Nestlé: esclarece que a informação “fonte de fibra” foi removida na comunicação sobre os biscoitos Nesfit Integral e Nesfit Aveia e Mel e apresenta printscreen do site com o texto atualizado.
ENTENDA AS VANTAGENS DOS INTEGRAIS
Em geral, as pessoas que dão preferência aos alimentos integrais querem uma dieta mais saudável, mais rica em fibras, vitaminas e minerais. Os produtos integrais normalmente possuem mais micronutrientes (como as vitaminas e minerais) em relação aos ultraprocessados porque não passam pelo processo de refinamento ou beneficiamento posterior. O arroz integral, por exemplo, tem vitamina A, enquanto o branco não tem.
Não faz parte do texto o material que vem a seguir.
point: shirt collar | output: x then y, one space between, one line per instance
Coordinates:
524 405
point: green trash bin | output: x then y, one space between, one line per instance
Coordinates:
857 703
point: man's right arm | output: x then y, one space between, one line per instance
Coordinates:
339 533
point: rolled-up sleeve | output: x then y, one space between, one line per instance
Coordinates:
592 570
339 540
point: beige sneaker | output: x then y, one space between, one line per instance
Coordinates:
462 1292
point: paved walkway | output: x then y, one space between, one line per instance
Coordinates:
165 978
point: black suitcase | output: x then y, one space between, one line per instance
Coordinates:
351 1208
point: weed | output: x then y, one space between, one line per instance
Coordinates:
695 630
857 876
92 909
Estudos da Universidade de Harvard, nos Estados Unidos, têm mostrado que a ingestão de produtos feitos com farinhas ultra-processadas, por exemplo, podem estar implicados no aumento dos casos de diabetes ao redor do planeta. Por que? Porque eles o tipo de carboidrato que o organismo metaboliza rapidamente, o que eleva o teor de açúcar circulante no sangue (a glicemia) e oferece um período de saciedade mais breve em comparação aos cereais integrais. Já os integrais, por conterem maior quantidade de fibras, são absorvidos mais demoradamente, o que ajuda a controlar a glicemia no sangue e prolonga a sensação de saciedade.
Uma das características que colaboram para esse efeito é a presença, em maior quantidade, das chamadas fibras insolúveis nos alimentos integrais. Elas podem ser encontradas no farelo de trigo, frutas, legumes, verduras. Favorecem um tipo de fermentação que reduz o pH do intestino, o que ajuda na digestão e no trânsito intestinal, explicam as profissionais que assessoraram o Idec nesse trabalho.